In March, the United States Court of Appeals for the Second Circuit joined a growing majority of courts with Springfield Hospital, Inc. v. United States SBA Administratorbelieving that, however lenient its terms, a CARES Act Paycheck Protection Program (“PPP”) the loan is not protected by Section 525(a) of the Bankruptcy Code, which prohibits governmental units from refusing, revoking, suspending or refusing to renew a license, permit, charter, franchise, or other similar grant to a debtor solely because of his quality of debtor within the meaning of the Bankruptcy Code. Specifically, the Second Circuit held that the PPP was not an “other like subsidy” protected under Section 525(a).
At the start of the COVID-19 pandemic, the majority of non-essential procedures and office visits at Springfield Hospital were canceled, postponed, or rescheduled due to stay-at-home orders that had an immediate impact and serious on cash flow. As a result, Springfield filed for Chapter 11 in June 2019 in the District of Vermont. To meet short-term operating obligations, Springfield applied for several state and federal emergency grants, including PPP loans that were denied because the hospital was a Chapter 11 debtor at the time of the application.
Claiming that the SBA’s administration of the PPP discriminated against Springfield and violated Section 525(a) of the Bankruptcy Code, Springfield filed a lawsuit in bankruptcy court seeking, among other things, an order restraining the SBA from denying the hospital’s PPP loan application on the basis that the applicant is a debtor in bankruptcy. The bankruptcy court ruled in Springfield’s favor, granting a temporary restraining order and then an order restraining the SBA from denying Springfield’s PPP loan application. Specifically, the bankruptcy court ruled that the Second Circuit line of business excluding credit extensions from protection under Section 525(a) had been struck down by Congress or subsequent Second Circuit rulings; and regardless, the PPP is an “other like grant” under section 525(a) in law. The bankruptcy court certified its decision for a direct appeal to the Second Circuit due to a division of powers resulting from a contrary ruling by the Western District of New York.

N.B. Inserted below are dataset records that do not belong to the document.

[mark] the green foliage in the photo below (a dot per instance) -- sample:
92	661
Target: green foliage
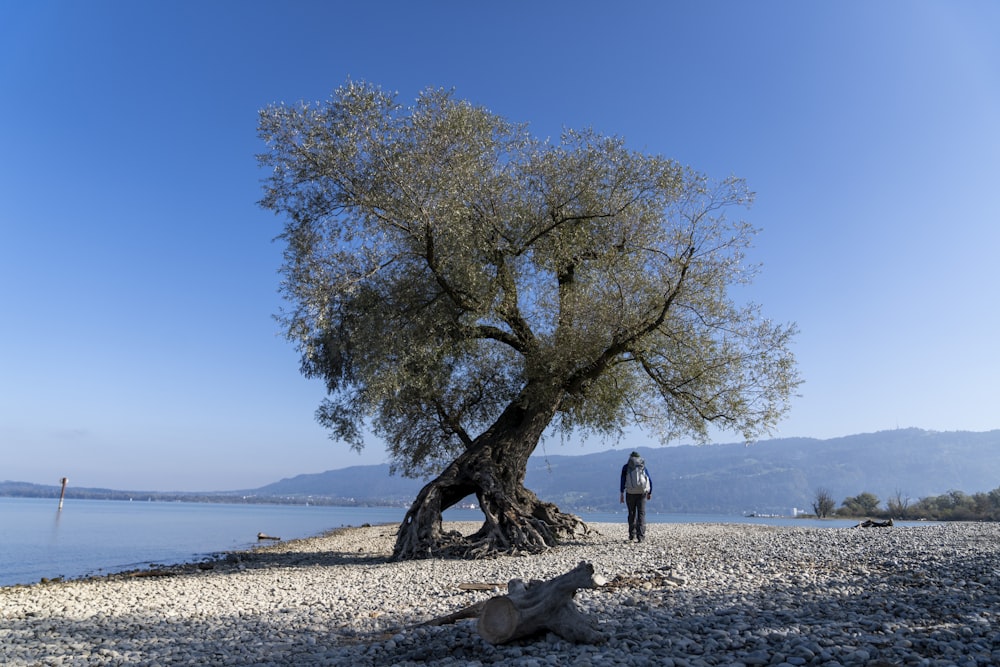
864	504
824	504
441	265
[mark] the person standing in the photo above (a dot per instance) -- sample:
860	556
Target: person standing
636	489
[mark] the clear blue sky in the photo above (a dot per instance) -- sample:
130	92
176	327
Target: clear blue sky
138	276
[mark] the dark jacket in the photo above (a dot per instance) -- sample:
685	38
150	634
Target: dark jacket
638	459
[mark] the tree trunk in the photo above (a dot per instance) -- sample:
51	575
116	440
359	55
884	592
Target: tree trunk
493	468
540	606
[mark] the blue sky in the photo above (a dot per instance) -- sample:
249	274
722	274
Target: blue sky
138	276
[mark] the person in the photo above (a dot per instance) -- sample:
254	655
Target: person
635	498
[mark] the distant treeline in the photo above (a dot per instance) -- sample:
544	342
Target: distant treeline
951	506
25	490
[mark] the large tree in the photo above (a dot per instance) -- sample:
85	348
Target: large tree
463	287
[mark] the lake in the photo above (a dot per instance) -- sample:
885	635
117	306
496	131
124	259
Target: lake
96	537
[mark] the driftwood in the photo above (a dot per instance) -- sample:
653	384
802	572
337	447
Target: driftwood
537	606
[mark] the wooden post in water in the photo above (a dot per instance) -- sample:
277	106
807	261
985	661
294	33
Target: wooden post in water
63	494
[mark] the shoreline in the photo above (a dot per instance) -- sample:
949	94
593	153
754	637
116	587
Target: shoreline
691	594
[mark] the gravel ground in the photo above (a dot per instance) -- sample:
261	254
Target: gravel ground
691	594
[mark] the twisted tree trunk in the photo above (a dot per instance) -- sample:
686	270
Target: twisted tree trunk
493	468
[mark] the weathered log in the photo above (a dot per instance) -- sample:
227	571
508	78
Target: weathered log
539	606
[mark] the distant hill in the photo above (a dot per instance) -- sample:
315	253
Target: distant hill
768	476
771	476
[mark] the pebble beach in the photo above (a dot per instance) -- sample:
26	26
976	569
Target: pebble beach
690	595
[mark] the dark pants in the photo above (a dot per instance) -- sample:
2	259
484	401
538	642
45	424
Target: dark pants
636	503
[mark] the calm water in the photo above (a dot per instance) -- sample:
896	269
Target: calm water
103	536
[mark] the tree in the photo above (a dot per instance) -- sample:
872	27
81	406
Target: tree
464	288
863	504
898	505
824	503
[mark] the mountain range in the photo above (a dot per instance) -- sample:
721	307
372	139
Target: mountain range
770	476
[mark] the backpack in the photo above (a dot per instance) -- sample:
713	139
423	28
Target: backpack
636	481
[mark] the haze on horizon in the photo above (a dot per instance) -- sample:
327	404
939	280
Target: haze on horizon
138	276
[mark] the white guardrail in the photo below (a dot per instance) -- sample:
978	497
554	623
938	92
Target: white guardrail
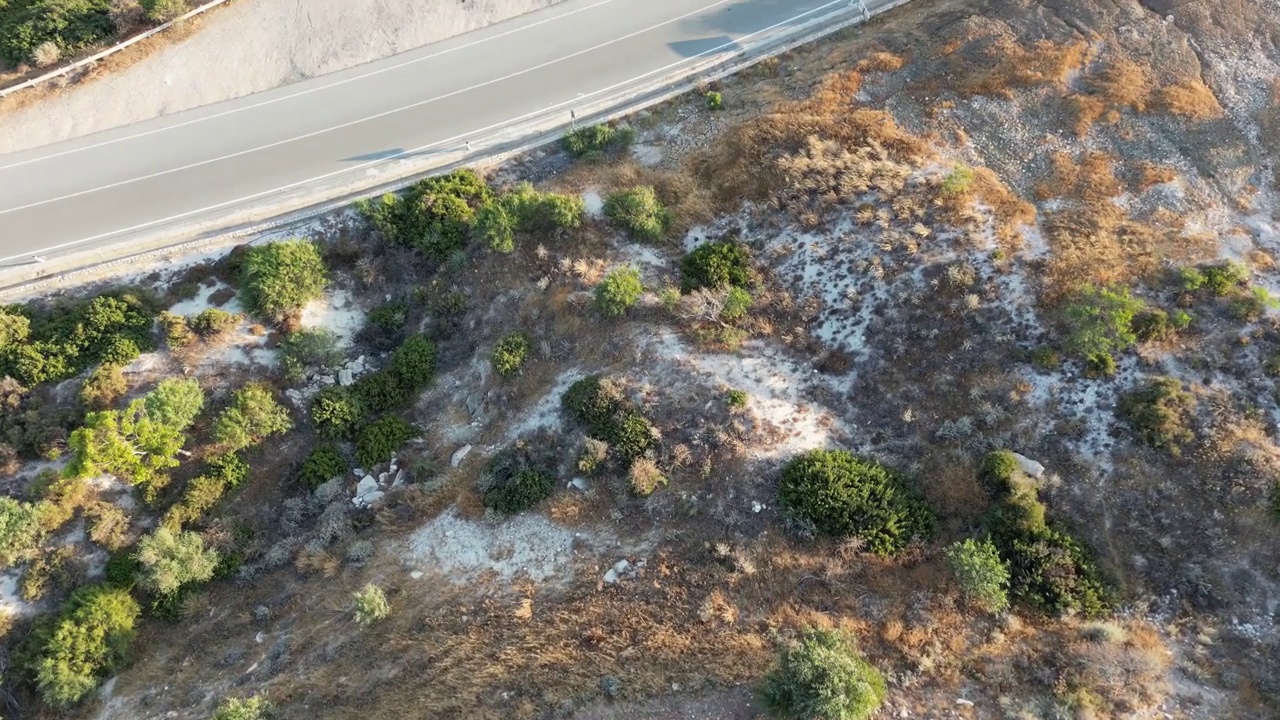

The Second Circuit, focused on the plain language of Section 525(a), overturned the bankruptcy court. After analyzing the definition of “grant”, the Second Circuit acknowledged that the PPP is a grant, but concluded that the words “other” and “like” in Section 525(a) narrow the scope of protected grants to those that are comparable to the other terms listed in the law – licenses, permits, charters and franchises. The Second Circuit further clarified that its previous precedent, which excluded a New York student loan guarantee program from Section 525(a) protections, had indeed been rescinded, but only for student loans, pursuant to an amendment to Section 525(a). In other words, Congress must expressly include certain types of loans within the scope of Section 525(a). The Second Circuit also disagreed with the bankruptcy court’s reliance on later Second Circuit jurisprudence that eligibility for a public housing lease was protected under Section 525(a). , because lending and leasing are “significantly different”. Finally, the court concluded that a PPP loan is a loan program despite its forgiveness mechanism because, among other things, PPP loans are evidenced by promissory notes, earn interest and can be deferred like traditional loans.
The Second Circuit said Section 525(a) is unambiguous and cannot be read broadly to protect every type of government subsidy. Even though the PPP ended on May 31, 2021, debtors should expect similar challenges to qualify for future government grant and loan programs without specific action from Congress.